While notching successes in revamping the energy and banking industries, other overhauls are taking longer than planned, which is causing repeated delays to payments from a $17.5 billion bailout from the International Monetary Fund. Prime Minister Volodymyr Hroisman said last week that the latest installment would be held up until at least the fall. Among the requirements is legislation to remake the pension system.

Lawmakers, who break for a month and a half after Thursday’s session, approved the retirement bill, aimed at reducing the system’s $5.5 billion deficit, in the first of three readings. They will vote on the revamp in the second and final readings in September, Hroisman said. To qualify for the next slice of aid, they must also back bills on privatization and on creating an anti-corruption court.

EU Aid

The IMF may be flexible over a request to reform the sale of agricultural land. Additional assistance may arrive from the EU, which has pledged 600 million euros ($685 million) for Ukraine should it keep its program with the Washington-based lender on track.
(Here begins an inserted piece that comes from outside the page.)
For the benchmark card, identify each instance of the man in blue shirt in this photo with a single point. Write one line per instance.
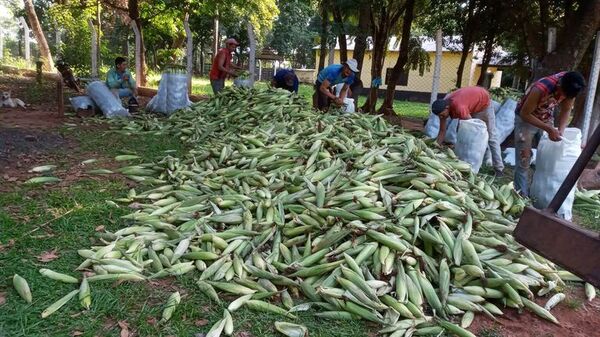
(120, 81)
(285, 79)
(328, 78)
Those funds will depend on improvements in electronic asset declarations by officials, greater transparency of corporate ownership and better coordination of anti-graft efforts, according to EU Commissioner Valdis Dombrovskis. “The conditions need to be implemented already in October so that in November we can do the assessment and disburse in December,” he said in Kiev.

The EU praised some of Ukraine’s efforts and reiterated that it welcomes the country’s aspiration to eventually join the bloc. Poroshenko reaffirmed what he called the nation’s European choice, having signed an association agreement with the EU after a pro-democracy revolution in 2014.

With time running out before the summer break, Parliament Speaker Andriy Parubiy suggested extending the current session. Three votes on his proposal failed to win support. Outside the legislature, protesters blocked entrances demanding progress on creating the anti-corruption court and stripping lawmakers of their immunity.